The other fields look stable and seem to contain correct content, namely:

extra:                   dataset-toolkit.unischema.v1 = 
extra:                   dataset-toolkit.num_row_groups_per_file.v1 = 
extra:                   org.apache.spark.sql.parquet.row.metadata = 

I compared the content of dataset-toolkit.num_row_groups_per_file.v1 with the content of the folders in my data set and all unique parquet files are listed there, so this looks fine. org.apache.spark.sql.parquet.row.metadata also matches my Unischema.

I did some debugging and it looks to me that the content of the ARROW:schema changes in this line: https://github.com/uber/petastorm/blob/b425e435a5004d56d2618021d9e12fb88b939810/petastorm/utils.py#L117 but I'm not sure what exactly to_arrow_schema() does.

So, the only thing which worries me a bit now is why does the ARROW:schema = grow every time I run your empty materialize_dataset section on unchanged data set. Does it have any negative impact?

selitvin commented 4 years ago

I am not sure if there is a negative impact. Would hope not, as long as you are able to read all fields from the dataset. Perhaps, deleting _common_metadata again and restoring with above method would get rid of whatever extra weight was added to the ARROW:schema? (sorry I do not have indepth understanding into the mechanics of pyarrow usage of _common_metadata)

filipski commented 4 years ago

Thanks, let's close it for now. Final questions - do you experience this growth when appending data to your data sets? Does it affect the performance of your writes or reads?
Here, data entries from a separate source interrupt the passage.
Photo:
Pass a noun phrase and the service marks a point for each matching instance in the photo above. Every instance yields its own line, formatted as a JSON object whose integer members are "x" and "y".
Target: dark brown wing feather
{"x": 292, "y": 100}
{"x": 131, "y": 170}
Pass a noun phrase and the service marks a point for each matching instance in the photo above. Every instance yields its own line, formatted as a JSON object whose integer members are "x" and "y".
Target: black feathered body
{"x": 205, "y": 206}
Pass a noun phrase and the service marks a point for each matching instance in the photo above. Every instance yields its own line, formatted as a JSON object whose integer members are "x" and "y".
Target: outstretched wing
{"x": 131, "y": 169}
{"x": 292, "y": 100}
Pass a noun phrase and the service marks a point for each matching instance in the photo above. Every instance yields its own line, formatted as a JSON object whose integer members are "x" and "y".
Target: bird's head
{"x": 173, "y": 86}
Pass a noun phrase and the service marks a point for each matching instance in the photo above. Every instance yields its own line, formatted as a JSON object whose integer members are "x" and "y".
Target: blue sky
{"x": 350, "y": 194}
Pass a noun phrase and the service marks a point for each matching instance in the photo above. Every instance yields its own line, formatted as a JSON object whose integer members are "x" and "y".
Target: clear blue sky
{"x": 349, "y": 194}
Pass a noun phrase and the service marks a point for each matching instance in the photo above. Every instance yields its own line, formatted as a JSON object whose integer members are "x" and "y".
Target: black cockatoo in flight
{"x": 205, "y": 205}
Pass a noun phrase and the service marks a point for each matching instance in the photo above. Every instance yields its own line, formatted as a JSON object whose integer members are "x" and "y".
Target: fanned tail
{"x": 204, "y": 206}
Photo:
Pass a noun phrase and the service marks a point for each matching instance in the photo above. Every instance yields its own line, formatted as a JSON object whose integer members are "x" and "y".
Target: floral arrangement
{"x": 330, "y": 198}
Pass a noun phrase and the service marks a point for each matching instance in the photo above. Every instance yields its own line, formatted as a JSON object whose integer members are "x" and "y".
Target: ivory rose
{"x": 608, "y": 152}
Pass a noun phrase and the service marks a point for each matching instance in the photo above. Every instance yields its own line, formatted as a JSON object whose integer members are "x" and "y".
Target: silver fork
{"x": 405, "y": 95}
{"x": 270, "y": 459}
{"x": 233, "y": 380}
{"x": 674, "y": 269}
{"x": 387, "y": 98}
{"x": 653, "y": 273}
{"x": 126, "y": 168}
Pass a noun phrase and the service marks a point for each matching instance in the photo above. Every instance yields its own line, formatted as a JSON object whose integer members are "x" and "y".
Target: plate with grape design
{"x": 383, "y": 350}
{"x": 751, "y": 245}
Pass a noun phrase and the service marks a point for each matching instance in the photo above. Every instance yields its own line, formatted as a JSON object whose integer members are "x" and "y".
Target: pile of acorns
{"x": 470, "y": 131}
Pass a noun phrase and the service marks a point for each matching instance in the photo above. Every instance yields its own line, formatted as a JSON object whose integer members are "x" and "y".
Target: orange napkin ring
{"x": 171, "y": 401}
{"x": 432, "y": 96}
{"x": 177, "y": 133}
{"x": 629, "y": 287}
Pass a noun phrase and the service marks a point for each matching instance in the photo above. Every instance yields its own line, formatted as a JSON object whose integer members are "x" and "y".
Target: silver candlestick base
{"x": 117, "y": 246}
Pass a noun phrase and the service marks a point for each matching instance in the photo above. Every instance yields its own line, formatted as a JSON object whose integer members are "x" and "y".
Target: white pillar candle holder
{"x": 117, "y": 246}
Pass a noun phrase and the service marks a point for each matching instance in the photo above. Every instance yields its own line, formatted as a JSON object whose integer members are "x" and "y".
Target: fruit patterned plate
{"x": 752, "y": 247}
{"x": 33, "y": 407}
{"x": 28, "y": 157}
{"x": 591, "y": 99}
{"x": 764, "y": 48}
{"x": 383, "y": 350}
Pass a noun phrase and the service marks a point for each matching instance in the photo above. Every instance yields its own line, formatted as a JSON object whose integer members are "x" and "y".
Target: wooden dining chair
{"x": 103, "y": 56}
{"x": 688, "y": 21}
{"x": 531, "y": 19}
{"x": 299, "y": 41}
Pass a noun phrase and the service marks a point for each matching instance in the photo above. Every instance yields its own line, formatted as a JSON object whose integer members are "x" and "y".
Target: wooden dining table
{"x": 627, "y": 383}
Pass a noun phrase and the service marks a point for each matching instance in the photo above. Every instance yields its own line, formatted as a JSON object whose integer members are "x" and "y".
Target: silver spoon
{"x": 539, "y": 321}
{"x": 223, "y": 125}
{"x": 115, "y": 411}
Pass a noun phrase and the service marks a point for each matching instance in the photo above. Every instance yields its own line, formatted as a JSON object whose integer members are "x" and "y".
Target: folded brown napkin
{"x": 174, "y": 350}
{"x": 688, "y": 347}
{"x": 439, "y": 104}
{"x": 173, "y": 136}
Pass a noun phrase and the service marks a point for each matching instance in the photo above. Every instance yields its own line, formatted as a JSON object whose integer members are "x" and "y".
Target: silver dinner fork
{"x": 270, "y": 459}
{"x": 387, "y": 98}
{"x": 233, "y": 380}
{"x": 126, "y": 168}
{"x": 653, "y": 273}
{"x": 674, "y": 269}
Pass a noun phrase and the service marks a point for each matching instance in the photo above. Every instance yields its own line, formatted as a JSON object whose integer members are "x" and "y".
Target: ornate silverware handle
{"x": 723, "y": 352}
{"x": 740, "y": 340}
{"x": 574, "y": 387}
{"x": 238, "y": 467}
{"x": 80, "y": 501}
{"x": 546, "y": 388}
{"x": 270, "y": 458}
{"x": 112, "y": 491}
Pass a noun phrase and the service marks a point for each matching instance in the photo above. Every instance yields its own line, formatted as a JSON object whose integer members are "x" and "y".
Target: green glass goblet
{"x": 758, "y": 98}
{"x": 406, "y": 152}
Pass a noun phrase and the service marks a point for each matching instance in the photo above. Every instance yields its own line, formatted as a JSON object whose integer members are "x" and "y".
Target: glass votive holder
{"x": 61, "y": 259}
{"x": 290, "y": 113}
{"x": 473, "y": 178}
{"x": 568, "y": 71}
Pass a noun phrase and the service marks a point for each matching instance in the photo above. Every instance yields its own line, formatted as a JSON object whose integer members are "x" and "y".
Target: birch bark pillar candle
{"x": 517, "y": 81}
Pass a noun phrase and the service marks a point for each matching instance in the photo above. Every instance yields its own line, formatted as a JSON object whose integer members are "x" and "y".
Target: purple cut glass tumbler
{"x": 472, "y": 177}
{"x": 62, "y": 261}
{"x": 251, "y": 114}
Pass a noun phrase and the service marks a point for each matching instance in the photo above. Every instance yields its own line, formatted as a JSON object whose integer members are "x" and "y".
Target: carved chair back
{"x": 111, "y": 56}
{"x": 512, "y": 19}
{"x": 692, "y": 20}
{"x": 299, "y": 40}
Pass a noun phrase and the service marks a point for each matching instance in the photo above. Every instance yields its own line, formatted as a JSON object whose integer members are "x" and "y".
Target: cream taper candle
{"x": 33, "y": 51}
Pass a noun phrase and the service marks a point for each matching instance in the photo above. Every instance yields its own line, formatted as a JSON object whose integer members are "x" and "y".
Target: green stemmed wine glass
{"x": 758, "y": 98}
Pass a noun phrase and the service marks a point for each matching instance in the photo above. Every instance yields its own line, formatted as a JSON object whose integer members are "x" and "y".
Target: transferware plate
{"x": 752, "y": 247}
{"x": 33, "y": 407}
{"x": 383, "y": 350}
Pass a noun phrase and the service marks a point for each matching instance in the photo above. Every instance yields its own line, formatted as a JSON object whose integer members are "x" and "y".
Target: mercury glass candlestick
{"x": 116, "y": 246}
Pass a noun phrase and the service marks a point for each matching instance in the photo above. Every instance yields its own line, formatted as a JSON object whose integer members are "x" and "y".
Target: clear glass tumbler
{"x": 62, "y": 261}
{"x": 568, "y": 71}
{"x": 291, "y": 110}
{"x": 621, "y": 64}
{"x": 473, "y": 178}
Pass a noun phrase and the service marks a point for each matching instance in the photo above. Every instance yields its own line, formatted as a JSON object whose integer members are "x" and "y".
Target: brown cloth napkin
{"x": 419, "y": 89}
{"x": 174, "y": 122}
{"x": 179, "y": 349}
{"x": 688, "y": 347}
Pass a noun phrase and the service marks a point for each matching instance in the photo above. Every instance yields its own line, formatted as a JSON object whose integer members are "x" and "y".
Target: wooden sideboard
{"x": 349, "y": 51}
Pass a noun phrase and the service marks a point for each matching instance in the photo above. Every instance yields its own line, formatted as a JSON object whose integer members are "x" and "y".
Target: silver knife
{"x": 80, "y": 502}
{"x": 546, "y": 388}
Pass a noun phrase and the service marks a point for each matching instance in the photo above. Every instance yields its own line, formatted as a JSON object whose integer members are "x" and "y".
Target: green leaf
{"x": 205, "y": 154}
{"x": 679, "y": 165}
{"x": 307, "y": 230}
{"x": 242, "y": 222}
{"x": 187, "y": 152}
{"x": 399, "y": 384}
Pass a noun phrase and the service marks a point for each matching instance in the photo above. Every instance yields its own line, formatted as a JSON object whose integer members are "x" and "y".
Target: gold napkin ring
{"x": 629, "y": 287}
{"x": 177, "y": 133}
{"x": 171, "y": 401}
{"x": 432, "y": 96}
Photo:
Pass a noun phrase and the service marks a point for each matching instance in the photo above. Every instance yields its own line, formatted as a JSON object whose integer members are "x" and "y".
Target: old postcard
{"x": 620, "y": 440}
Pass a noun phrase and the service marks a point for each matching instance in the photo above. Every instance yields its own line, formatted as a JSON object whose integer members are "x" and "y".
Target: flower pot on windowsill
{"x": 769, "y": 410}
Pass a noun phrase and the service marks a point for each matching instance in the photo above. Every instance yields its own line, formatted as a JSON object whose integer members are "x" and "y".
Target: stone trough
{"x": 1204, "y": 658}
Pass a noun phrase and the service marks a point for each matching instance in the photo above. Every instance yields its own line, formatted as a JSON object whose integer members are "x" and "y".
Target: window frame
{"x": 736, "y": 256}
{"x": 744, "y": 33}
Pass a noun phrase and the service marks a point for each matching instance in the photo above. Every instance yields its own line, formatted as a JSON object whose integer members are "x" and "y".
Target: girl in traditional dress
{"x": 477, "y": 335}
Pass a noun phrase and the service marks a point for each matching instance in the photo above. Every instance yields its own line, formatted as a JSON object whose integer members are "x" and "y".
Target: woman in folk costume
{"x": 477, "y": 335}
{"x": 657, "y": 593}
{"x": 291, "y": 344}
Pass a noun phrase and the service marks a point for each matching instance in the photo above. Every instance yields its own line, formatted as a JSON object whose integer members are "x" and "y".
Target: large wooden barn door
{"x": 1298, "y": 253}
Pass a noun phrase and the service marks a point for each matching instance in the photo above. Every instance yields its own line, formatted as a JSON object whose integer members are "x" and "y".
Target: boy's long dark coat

selitvin commented 4 years ago

Personally I have never implemented a scenario of appending data to datasets in our org setup - all datasets were immutable. I assume that all extensions would be done under materialize_dataset, since Petastorm keeps a list of all row-groups in the metadata and it has to include newly added parquet files. Don't see a reason for a performance degradation, from the top of my head, but I can not say for sure without trying/measuring.

filipski commented 4 years ago

By appending I meant adding new parquet files to the partitioned structure, as in the code above, as the parquets themselves are indeed immutable. Thanks for your help, I'll monitor this to see if it affects the performance when my data set grows bigger.